Lo stato della Native Advertising nel 2014

Hexagram ha da pochi giorni rilasciato una ricerca dal titolo “The State of Native Advertising 2014” che fotografa per la prima volta in maniera organica lo stato della pubblicità nativa nel mondo.

Il 62% degli editori statunitensi hanno già adottato forme di native advertising, da Forbes a The Atlantic, fino ad arrivare recentemente anche al New York Times. Leggermente più freddi verso questa metodologia pubblicitaria sono i marchi, con solo il 41% dei brand che hanno adottato forme di pubblicità nativa e il 34% fra le agenzie pubblicitarie. La ricerca di Hexagram è stata realizzata interpellando più di 1.000 fra editori, addetti al marketing di vari brand ed agenzie pubblicitarie degli Stati Uniti.

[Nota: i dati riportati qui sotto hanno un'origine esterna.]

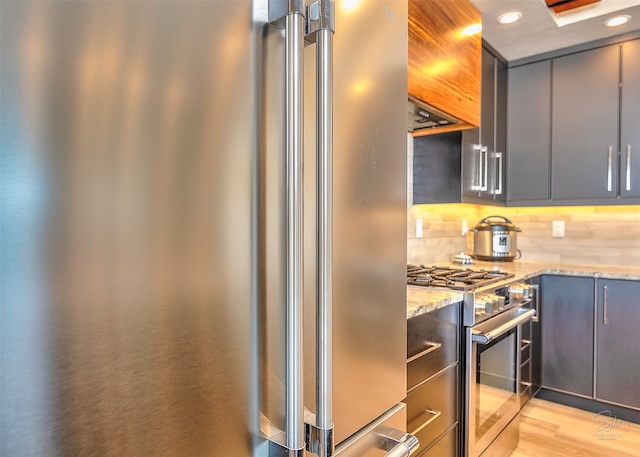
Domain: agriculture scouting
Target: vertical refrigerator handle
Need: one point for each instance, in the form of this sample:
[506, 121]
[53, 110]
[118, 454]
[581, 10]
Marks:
[605, 319]
[628, 169]
[291, 14]
[609, 170]
[294, 44]
[320, 29]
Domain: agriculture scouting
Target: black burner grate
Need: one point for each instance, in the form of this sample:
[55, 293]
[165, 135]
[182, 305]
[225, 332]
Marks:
[463, 279]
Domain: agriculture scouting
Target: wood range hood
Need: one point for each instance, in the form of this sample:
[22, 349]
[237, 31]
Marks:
[445, 61]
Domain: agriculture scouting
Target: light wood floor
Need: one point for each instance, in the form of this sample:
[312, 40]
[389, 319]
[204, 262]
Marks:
[551, 430]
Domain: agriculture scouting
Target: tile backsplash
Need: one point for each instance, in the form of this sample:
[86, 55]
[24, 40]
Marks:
[594, 235]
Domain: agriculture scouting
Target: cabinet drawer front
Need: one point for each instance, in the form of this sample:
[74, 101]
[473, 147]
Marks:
[435, 335]
[447, 446]
[433, 406]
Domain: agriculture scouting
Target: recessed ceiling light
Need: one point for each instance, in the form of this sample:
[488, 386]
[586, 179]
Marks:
[617, 20]
[510, 17]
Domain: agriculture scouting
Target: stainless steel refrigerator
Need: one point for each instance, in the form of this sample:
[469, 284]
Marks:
[203, 228]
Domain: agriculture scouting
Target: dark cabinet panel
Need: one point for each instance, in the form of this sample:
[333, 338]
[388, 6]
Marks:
[630, 120]
[618, 342]
[529, 132]
[585, 124]
[567, 308]
[437, 166]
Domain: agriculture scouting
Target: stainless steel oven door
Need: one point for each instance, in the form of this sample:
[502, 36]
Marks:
[492, 377]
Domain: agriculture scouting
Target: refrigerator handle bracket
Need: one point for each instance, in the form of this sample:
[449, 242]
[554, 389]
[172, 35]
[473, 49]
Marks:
[400, 444]
[280, 9]
[320, 16]
[319, 440]
[281, 450]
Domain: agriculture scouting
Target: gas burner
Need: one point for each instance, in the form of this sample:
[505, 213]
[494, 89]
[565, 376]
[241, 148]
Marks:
[463, 279]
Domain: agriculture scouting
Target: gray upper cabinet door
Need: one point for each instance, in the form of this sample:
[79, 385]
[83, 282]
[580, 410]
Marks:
[617, 342]
[567, 308]
[483, 162]
[585, 124]
[630, 121]
[529, 137]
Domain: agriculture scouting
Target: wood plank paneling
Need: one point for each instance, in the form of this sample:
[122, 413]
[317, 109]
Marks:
[444, 60]
[552, 430]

Le forme più diffuse sono risultati i post sul blog e gli articoli “pubbliredazionali”. In testa per popolarità nel campo della pubblicità nativa si trovano gli annunci spnsorizzati di Facebook (56%), i video ( 52 %), i tweet ( 46%) e le infografiche (35%).

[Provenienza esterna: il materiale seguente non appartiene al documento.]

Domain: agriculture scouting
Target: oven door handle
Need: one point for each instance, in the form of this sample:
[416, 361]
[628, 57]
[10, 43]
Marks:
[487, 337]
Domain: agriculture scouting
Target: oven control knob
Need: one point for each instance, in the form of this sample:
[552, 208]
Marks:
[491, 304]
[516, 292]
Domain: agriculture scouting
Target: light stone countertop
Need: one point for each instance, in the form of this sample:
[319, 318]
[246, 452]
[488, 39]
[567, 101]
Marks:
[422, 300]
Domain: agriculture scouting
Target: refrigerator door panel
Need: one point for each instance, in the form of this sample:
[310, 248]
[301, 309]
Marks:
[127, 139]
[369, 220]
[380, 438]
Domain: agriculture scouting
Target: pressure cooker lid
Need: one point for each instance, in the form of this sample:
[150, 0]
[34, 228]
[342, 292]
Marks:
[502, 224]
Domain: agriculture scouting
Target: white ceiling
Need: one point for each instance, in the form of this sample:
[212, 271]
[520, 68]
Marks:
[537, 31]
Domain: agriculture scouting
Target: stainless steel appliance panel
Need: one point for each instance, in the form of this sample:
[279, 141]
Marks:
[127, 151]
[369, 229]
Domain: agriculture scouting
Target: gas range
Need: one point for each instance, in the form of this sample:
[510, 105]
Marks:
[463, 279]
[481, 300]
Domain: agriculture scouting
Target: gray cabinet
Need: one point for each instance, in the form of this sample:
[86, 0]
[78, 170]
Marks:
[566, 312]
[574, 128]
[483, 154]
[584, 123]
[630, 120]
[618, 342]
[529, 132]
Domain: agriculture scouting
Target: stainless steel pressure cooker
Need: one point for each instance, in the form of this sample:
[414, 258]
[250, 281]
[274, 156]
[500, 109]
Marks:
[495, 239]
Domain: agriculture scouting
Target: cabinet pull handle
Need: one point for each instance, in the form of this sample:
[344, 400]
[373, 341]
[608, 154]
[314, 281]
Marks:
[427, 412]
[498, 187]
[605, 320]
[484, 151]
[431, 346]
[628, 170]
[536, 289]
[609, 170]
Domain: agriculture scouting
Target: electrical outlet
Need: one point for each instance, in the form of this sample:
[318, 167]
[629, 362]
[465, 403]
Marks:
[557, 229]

La maggior parte dei publisher (84%), agenzie (81%) e brand credono che la pubblicità nativa sia effettivamente utile ad aggiungere valore alla loro offerta nei confronti dei consumatori. Il 66% dei brand afferma di creare i contenuti nativi internamente, mentre il 24% si affida ad agenzie ed un altro 24% a publisher.

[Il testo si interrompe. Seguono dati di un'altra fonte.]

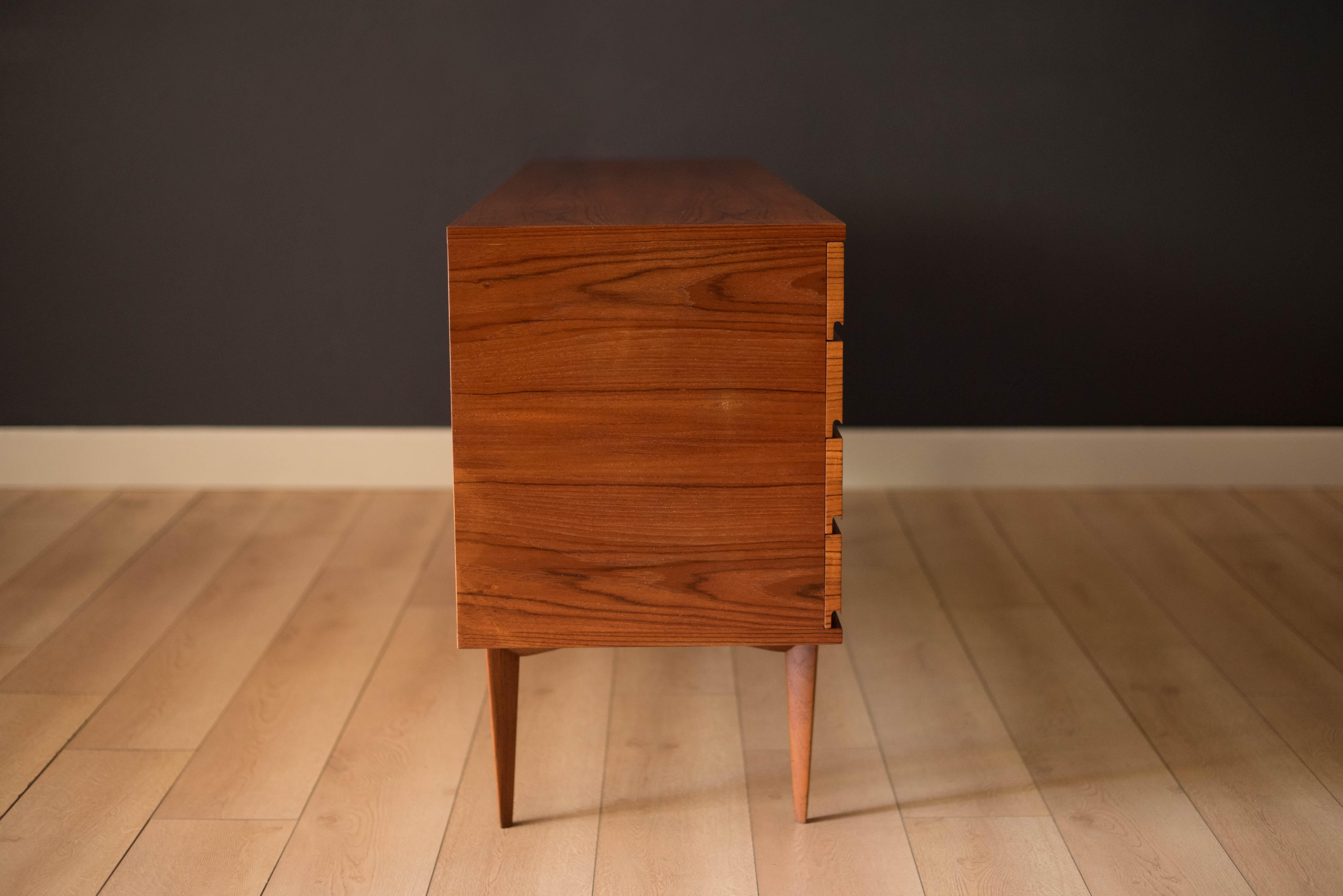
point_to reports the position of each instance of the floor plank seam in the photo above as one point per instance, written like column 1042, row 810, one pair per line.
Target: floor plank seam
column 885, row 768
column 1248, row 588
column 116, row 574
column 88, row 515
column 457, row 790
column 1110, row 686
column 742, row 731
column 1272, row 524
column 606, row 753
column 974, row 664
column 150, row 817
column 1161, row 608
column 363, row 688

Per quanto riguarda le motivazioni che hanno condotto ad adottare questo nuovo format, il 67 % degli interpellati ha dichiarato che cercavano di dare maggior rilevanza al loro brand, mentre per il 63% l’ obbiettivo era ottenere un maggior coinvolgimento dei consumatori. Un’altra motivazione molto utilizzati dai brand per implementare campagne di native ads è quella di ottenere l’attenzione dei potenziale consumatore, ormai completamente immerso nelle varie forme di pubblicità e difficile da catturare.

L’indagine ha anche approfondito il motivo per cui alcuni fra editori, agenzie e marchi non hanno ancora attivato forme di Native Advertising all’interno dei loro piani marketing.  Il motivo principale è stata la mancanza di budget e le questioni di bilancio. Segue la scarsità di informazioni e dati sull’effettivo ritorno in termini di traffico e soprattutto conversioni degli investimenti fatti in native advertising. In minima parte le motivazioni sono state relative alla mancanza di sufficiente trasparenza nei confronti dei lettori e di rilevanza per i brand. Il 20% invece ritiene che il settore del native advertising abbia più probabilità di subire dei contraccolpi rispetto alla pubblicità tradizionale .

All’ interno del campione, l’ 11 % degli editori, il 23 % delle aziende e il 18% delle agenzie non hanno nessun progetto per l’ utilizzo di native avertising per il futuro.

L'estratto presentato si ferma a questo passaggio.